- Open Access
Computational and experimental analyses of retrotransposon-associated minisatellite DNAs in the soybean genome
BMC Bioinformaticsvolume 13, Article number: S13 (2012)
Retrotransposons are mobile DNA elements that spread through genomes via the action of element-encoded reverse transcriptases. They are ubiquitous constituents of most eukaryotic genomes, especially those of higher plants. The pericentromeric regions of soybean (Glycine max) chromosomes contain >3,200 intact copies of the Gmr9/GmOgre retrotransposon. Between the 3' end of the coding region and the long terminal repeat, this retrotransposon family contains a polymorphic minisatellite region composed of five distinct, interleaved minisatellite families. To better understand the possible role and origin of retrotransposon-associated minisatellites, a computational project to map and physically characterize all members of these families in the G. max genome, irrespective of their association with Gmr9, was undertaken.
A computational pipeline was developed to map and analyze the organization and distribution of five Gmr9-associated minisatellites throughout the soybean genome.
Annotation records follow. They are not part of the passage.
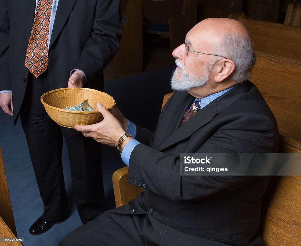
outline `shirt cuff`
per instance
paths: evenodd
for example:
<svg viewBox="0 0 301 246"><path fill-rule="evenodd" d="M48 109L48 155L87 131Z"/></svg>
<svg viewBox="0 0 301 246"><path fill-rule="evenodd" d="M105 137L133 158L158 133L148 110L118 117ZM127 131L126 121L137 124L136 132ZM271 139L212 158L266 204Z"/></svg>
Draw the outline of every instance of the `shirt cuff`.
<svg viewBox="0 0 301 246"><path fill-rule="evenodd" d="M126 131L135 138L137 132L137 128L136 125L131 121L128 120L128 128Z"/></svg>
<svg viewBox="0 0 301 246"><path fill-rule="evenodd" d="M121 159L127 166L129 165L130 157L132 151L134 148L139 143L141 143L136 139L132 139L128 142L123 148L121 153Z"/></svg>
<svg viewBox="0 0 301 246"><path fill-rule="evenodd" d="M86 75L85 74L85 73L80 69L73 69L70 72L70 76L71 77L71 75L72 75L72 74L76 70L78 70L79 71L80 71L82 72L84 74L84 76L85 76L85 82L84 82L84 85L85 85L85 84L87 83L87 77L86 77Z"/></svg>

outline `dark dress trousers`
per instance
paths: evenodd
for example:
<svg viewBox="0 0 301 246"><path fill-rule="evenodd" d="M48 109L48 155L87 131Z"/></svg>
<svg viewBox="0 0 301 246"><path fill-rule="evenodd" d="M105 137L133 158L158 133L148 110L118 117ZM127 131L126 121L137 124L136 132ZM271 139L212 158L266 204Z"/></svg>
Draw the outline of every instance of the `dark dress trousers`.
<svg viewBox="0 0 301 246"><path fill-rule="evenodd" d="M257 230L269 177L181 176L179 155L276 152L274 115L257 88L247 81L178 128L194 99L176 92L163 108L155 132L137 127L135 138L142 143L131 155L128 182L140 183L144 192L80 227L60 245L118 245L116 238L124 239L124 245L262 245Z"/></svg>
<svg viewBox="0 0 301 246"><path fill-rule="evenodd" d="M51 120L40 101L44 93L67 87L73 69L84 86L103 91L102 70L116 54L122 32L119 0L59 0L48 69L37 78L24 65L35 0L1 1L0 91L12 92L14 122L19 115L44 204L45 219L55 220L69 208L61 161L62 132L67 146L78 210L84 223L104 209L100 145Z"/></svg>

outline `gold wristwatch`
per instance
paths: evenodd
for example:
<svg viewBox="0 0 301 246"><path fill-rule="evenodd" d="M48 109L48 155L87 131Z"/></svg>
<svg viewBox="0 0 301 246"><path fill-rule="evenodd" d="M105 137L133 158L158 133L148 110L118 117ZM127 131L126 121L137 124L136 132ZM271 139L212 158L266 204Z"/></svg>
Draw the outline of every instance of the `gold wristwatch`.
<svg viewBox="0 0 301 246"><path fill-rule="evenodd" d="M132 137L127 132L126 132L121 135L121 136L118 140L118 143L117 143L117 150L119 153L121 154L122 150L121 150L121 146L122 144L128 137Z"/></svg>

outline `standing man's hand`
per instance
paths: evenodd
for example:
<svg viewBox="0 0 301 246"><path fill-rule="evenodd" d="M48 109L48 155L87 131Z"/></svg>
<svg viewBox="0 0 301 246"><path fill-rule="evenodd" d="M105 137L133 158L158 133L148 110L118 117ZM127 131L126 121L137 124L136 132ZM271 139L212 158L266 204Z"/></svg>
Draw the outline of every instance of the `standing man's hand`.
<svg viewBox="0 0 301 246"><path fill-rule="evenodd" d="M68 87L82 87L84 82L83 73L79 70L76 70L69 78Z"/></svg>
<svg viewBox="0 0 301 246"><path fill-rule="evenodd" d="M8 115L13 115L13 100L11 92L0 93L0 106Z"/></svg>

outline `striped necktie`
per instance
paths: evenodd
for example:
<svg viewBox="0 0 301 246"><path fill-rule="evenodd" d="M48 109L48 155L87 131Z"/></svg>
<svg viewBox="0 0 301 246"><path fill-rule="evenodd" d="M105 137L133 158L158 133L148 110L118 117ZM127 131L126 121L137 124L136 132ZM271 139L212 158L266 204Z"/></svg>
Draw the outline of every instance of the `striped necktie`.
<svg viewBox="0 0 301 246"><path fill-rule="evenodd" d="M49 24L53 0L39 0L25 58L25 66L37 78L48 67Z"/></svg>
<svg viewBox="0 0 301 246"><path fill-rule="evenodd" d="M198 99L196 100L192 104L189 109L188 110L184 113L183 118L181 121L181 123L179 126L179 128L183 124L189 120L191 116L193 116L201 109L200 103L201 99Z"/></svg>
Polymerase chain reaction amplifications were used to experimentally assess the computational outputs.
A total of 63,841 copies of Gmr9-associated minisatellites were recovered from the assembled G. max genome. Ninety percent were associated with Gmr9, an additional 9% with other annotated retrotransposons, and 1% with uncharacterized repetitive DNAs. Monomers were tandemly interleaved and repeated up to 149 times per locus.
The computational pipeline enabled a fast, accurate, and detailed characterization of known minisatellites in a large, downloaded DNA database, and PCR amplification supported the general organization of these arrays.
The genomic landscapes of most higher eukaryotes are dominated by repetitive DNAs [1–3]. Most genome-wide, interspersed repeats are retrotransposons, including long and short interspersed elements (LINEs and SINEs, respectively) and long terminal repeat (LTR) retrotransposons [1, 3]. The action of LINE- or LTR retrotransposon-encoded reverse transcriptases on transcribed RNA intermediates and integration of the resulting cDNAs has resulted in the accumulation of thousands of these elements dispersed throughout the genomes of nearly all eukaryotic species [1, 3].
LTR retrotransposons range in length from a few hundred base pairs (non-autonomous, truncated copies) to >25,000 bp . Most autonomous elements encode structural proteins (gag) that assemble into intracellular virus-like particles, and enzymes (pol) required for polyprotein processing, reverse transcription, and cDNA integration (Figure 1) . Most elements are littered with incapacitating mutations, including large insertions and deletions [1, 3].
The proliferation of retrotransposons can be highly disruptive to gene and genome structure and function, and host mechanisms can silence and eliminate elements [4, 5]. However, there is increasing evidence that retrotransposons have made important contributions to the evolution of gene and genome structure and function .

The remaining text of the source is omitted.